At Joint Base McGuire-Dix-Lakehurst, a visitors center at the Route 68 gate to Fort Dix was named after Sgt. Terry W. Hemingway, 39, who was killed in an apparent car-bomb suicide attack in 2003. The gates of the fort also are named after four New Jersey soldiers who died in Iraq or Afghanistan.

To discuss Veterans Day, John H. Todd Jr. opted to visit the quiet hilltop park in Bridgeport dedicated to his son's sacrifice.

"It's more personal," Todd said yesterday. "It's nice to see this, but I'd rather have him back."

Where the current wars' casualties have been incorporated into existing monuments, an interest is often cited in showing kinder treatment to today's veterans than those of previous decades.

Korean War veterans, for example, still wince over the label of "the forgotten war."

So earlier this year, the Philadelphia Korean War Memorial's board agreed to carve the names of Todd and 61 other slain soldiers from the continuing wars into the stonework.

It had taken the Korean veterans 20 years of effort to get the memorial built at Penn's Landing in 2002.

"You don't want these young men and women to have to wait that long," said William J. Kelly, president of the Philadelphia Korean War Memorial.

Ruth Stonesifer of Kintnersville, Bucks County, is one reason scores of families are seeing immediate tributes. Her son, Army Ranger Pfc. Kris Stonesifer, was killed in 2001 in Pakistan in a helicopter accident. She has since become devoted to pressing for public recognition for Pennsylvania's casualties.

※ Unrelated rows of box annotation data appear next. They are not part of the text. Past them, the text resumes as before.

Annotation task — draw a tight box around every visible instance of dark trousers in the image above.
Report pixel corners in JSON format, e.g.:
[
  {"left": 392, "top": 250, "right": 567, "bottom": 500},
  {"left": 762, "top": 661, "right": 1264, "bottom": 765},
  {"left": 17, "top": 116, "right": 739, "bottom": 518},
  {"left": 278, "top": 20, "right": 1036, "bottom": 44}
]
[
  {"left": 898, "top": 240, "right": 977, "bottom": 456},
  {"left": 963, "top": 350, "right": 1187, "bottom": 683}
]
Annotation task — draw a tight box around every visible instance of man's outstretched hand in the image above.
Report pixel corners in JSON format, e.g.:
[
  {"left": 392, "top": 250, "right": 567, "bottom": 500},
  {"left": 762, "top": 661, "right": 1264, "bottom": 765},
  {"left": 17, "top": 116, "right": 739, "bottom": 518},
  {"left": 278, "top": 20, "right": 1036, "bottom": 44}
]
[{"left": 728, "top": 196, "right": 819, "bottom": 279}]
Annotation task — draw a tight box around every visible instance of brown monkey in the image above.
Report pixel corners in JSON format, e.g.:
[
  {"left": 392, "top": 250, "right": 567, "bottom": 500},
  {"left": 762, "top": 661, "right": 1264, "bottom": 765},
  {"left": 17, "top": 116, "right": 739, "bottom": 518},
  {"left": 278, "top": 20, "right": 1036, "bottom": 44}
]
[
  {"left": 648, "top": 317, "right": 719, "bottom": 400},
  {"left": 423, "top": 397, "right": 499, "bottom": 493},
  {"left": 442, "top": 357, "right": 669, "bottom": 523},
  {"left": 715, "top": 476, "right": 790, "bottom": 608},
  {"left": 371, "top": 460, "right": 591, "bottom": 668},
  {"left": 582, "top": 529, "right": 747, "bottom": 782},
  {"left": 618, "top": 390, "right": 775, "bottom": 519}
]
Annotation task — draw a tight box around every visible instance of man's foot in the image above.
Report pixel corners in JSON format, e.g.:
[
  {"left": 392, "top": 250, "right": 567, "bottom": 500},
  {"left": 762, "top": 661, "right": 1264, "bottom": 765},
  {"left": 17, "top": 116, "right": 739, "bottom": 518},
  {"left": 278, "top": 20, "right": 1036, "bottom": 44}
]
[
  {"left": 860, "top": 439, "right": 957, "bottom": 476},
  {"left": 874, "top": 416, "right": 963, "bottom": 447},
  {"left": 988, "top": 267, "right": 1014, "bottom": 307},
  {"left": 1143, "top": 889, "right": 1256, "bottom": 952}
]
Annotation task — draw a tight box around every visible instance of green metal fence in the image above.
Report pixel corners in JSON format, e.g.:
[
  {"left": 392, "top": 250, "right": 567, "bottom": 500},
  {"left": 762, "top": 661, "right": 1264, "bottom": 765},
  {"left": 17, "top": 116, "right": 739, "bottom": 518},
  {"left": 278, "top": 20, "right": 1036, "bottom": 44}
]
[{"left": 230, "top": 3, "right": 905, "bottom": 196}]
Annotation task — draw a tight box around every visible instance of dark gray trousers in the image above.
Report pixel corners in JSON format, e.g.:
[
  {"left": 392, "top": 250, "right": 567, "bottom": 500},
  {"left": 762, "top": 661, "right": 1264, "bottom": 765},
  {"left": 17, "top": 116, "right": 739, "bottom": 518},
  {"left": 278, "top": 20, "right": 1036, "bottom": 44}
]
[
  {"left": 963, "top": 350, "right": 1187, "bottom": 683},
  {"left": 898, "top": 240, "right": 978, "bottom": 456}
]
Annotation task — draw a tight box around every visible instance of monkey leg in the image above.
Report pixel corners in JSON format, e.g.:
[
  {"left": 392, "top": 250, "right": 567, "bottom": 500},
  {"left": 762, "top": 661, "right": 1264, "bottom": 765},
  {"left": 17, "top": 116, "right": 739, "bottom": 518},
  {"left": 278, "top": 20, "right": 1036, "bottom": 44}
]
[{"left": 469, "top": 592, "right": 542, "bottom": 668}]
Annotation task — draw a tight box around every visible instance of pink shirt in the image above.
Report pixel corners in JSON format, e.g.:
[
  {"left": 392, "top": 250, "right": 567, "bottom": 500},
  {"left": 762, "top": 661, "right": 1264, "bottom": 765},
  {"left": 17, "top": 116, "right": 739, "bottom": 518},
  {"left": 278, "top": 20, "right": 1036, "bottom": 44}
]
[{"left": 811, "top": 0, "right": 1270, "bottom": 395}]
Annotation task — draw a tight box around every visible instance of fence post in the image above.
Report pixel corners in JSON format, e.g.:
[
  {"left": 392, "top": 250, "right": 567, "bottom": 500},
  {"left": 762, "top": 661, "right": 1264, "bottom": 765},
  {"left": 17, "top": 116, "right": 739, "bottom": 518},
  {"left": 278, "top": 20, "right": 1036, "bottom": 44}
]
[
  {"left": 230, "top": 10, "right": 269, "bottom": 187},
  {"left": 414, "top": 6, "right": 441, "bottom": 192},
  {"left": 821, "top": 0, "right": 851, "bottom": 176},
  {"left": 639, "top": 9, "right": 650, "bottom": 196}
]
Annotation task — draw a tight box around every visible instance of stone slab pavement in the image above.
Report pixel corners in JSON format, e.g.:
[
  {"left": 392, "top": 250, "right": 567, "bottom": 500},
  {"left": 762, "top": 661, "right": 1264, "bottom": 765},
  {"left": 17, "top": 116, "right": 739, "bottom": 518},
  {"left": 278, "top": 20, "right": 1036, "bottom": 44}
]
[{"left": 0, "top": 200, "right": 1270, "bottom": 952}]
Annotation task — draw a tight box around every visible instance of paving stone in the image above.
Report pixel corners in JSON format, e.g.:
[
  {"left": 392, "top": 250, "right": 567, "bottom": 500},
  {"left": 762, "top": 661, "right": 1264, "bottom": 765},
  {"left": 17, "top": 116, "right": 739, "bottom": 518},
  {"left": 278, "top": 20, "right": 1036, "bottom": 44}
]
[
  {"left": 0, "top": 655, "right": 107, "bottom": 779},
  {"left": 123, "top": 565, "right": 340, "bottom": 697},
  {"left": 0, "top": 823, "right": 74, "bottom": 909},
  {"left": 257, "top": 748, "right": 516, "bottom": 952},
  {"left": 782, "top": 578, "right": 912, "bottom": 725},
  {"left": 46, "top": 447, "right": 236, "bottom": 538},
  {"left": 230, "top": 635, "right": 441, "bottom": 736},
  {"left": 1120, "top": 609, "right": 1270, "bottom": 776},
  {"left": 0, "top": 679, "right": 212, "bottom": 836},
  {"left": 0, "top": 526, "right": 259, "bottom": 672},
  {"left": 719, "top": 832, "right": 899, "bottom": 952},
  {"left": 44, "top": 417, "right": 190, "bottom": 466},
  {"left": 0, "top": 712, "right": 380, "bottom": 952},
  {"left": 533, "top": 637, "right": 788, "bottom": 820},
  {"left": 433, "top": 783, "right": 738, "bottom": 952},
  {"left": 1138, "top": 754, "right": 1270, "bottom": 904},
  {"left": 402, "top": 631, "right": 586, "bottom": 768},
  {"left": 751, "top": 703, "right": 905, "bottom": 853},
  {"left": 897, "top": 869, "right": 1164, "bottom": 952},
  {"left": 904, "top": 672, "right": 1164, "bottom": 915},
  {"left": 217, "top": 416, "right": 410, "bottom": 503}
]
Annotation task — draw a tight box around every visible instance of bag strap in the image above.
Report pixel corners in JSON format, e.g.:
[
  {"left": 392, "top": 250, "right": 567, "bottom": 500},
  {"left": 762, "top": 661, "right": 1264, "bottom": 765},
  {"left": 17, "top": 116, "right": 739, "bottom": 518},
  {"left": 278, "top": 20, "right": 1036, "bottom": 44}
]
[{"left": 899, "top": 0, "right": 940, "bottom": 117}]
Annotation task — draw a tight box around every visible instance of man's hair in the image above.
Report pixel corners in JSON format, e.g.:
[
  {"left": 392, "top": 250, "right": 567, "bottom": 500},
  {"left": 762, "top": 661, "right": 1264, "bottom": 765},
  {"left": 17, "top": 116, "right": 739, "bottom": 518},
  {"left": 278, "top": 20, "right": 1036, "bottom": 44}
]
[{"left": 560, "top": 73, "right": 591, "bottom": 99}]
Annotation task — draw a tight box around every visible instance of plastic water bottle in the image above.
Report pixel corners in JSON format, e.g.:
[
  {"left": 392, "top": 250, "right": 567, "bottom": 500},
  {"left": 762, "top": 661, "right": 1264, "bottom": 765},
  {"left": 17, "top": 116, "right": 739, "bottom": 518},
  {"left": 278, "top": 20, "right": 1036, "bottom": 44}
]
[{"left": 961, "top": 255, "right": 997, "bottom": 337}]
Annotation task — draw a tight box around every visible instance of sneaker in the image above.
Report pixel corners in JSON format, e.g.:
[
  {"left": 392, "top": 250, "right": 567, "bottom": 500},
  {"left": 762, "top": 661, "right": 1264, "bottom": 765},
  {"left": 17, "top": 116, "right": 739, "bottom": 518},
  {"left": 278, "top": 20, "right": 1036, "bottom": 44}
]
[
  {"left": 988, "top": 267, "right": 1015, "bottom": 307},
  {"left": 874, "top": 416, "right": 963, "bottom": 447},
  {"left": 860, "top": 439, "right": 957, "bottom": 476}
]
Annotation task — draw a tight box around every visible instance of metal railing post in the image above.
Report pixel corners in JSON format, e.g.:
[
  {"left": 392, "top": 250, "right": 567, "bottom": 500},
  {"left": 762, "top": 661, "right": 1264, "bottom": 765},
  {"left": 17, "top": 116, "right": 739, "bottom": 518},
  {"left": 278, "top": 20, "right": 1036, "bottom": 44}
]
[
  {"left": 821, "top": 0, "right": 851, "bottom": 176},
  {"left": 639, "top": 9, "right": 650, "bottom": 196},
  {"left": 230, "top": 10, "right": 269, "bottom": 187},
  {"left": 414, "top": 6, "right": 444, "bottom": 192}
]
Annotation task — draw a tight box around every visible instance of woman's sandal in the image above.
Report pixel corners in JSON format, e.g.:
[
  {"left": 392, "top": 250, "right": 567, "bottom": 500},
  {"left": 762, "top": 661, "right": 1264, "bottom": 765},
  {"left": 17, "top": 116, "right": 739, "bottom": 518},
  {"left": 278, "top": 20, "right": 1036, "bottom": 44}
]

In 2007, Stonesifer had 140 banners, with color portraits, posted in Harrisburg showing each Pennsylvanian killed in the current conflicts. She has followed that up with similar banner projects outside the courthouses in Bucks, Montgomery, and Berks Counties.

"It was to bring the families together in Pennsylvania so that they knew that their loved one's sacrifice has not been forgotten," Stonesifer said. "It's very personal because you actually get to see a picture. It's not just a name that you pass by."

She allowed that the banners, in time, would likely be supplanted by more traditional markers.

"If there's something in stone, they will probably come down," Stonesifer said.

A memorial group in Berwyn has already grimly arranged to provide its permanent tribute to the current wars. Outside a SEPTA station, a steel arch and American flag soar above plaques that name the local casualties of World Wars I and II, Korea, and Vietnam.

When the memorial was finished, in 2005, the country was already amid war. So its builders left a refrigerator-sized slab of black granite alongside the other memorials. The obelisk remains gleaming and blank today, its community having so far been spared.

"I hope to God nobody ever has to have their name put on that," said Bill DeHaven, president of the Berwyn Veterans Memorial.